KU Leuven, Department Electrical Engineering ESAT-PSI
KU Leuven, Department Electrical Engineering ESAT-PSI
Automatic Speech Recognition (ASR) is growing rapidly, powered by an increasing amount of data and computing resources and recent advancements in deep learning. Unsupervised pre-training on raw unlabeled audio, as in Wav2Vec 2.0, has drastically improved the speech recognition performance for many languages, although supervised finetuning with labeled speech remains necessary. On the other hand, the recent state-of-the-art Whisper model has shown great performance with supervised training on huge amounts of multilingual web-scraped audio and transcript pairs, although very tightly curated and filtered. The scale of the model and the required resources also has many drawbacks.
For Dutch, and many other languages, labeled ASR data remains rather scarce. On top of that, speech recognition datasets often only cover a small domain of read and prepared speech, and models trained on these datasets have difficulties to generalise to real-life conversational and spontaneous speech. One type of data that would solve these problems is subtitled data on TV. TV subtitles are abundantly present in Dutch, manually annotated, and span a very broad domain of speech, with news broadcasts, interviews, talkshows and soaps, hereby covering spontaneous speech and even dialectal speech. However, subtitles on screen should be regarded as weak supervision, as they are not true verbatim (exact) transcriptions, but contain many edits, corrections and rephrasings to improve readability and understanding, which render them ineffective for direct ASR training.
In this work, we expand on previous work [1] that used subtitled data to improve an end-to-end ASR model for Flemish (Belgian Dutch). By solving verbatim and subtitle transcription as two separate tasks with parallel decoders, jointly trained on ASR and subtitled data, it is shown that the inexact subtitle transcriptions can improve a shared speech encoder on spontaneous speech without deteriorating the verbatim ASR branch. On top of that, the model delivers both a verbatim transcription and a cleaned-up subtitle transcription.

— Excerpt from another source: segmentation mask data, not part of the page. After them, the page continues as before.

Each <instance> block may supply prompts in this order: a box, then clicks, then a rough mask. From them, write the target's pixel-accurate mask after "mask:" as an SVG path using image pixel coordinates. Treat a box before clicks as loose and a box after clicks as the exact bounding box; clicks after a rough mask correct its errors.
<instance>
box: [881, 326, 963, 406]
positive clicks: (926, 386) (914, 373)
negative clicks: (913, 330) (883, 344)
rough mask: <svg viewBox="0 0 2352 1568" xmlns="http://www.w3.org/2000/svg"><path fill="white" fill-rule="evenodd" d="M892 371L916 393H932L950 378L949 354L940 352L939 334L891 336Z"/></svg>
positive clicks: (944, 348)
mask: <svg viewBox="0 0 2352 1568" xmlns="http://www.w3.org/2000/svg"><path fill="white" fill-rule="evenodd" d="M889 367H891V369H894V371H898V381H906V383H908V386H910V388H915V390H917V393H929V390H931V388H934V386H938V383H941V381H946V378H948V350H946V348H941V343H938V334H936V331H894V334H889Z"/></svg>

We propose a cascaded multi-level Transformer model that consists of an ASR encoder-decoder chained to a subtitle encoder-decoder. The entire model is trained end-to-end on both data streams. The subtitle encoder can process either the hidden features generated by the ASR encoder or decoder. The subtitle decoder is a Multi-Transformer that utilises double cross-attentions to both the subtitle encoder and ASR encoder features. In contrast to the parallel model, the cascaded model can leverage the verbatim hypotheses and transform them into subtitle hypotheses, similar to machine translation, with internal features. Furthermore, the subtitled data is backpropagated through the ASR branch, and the additional subtitle encoder allows separate CTC losses for both data streams without conflicting in domain.
We perform experiments with an improved Conformer-based ASR model, trained end-to-end with hybrid CTC/Attention. While the parallel model improves the ASR performance on the spontaneous track without worsening the performance on the clean track, the cascaded model improves on both tracks and strongly outperforms the baselines, while showing improved subtitling capabilities.
[1] Poncelet, J., & Van hamme, H., “Learning to jointly transcribe and subtitle for end-to-end spontaneous speech recognition”, SLT 2022.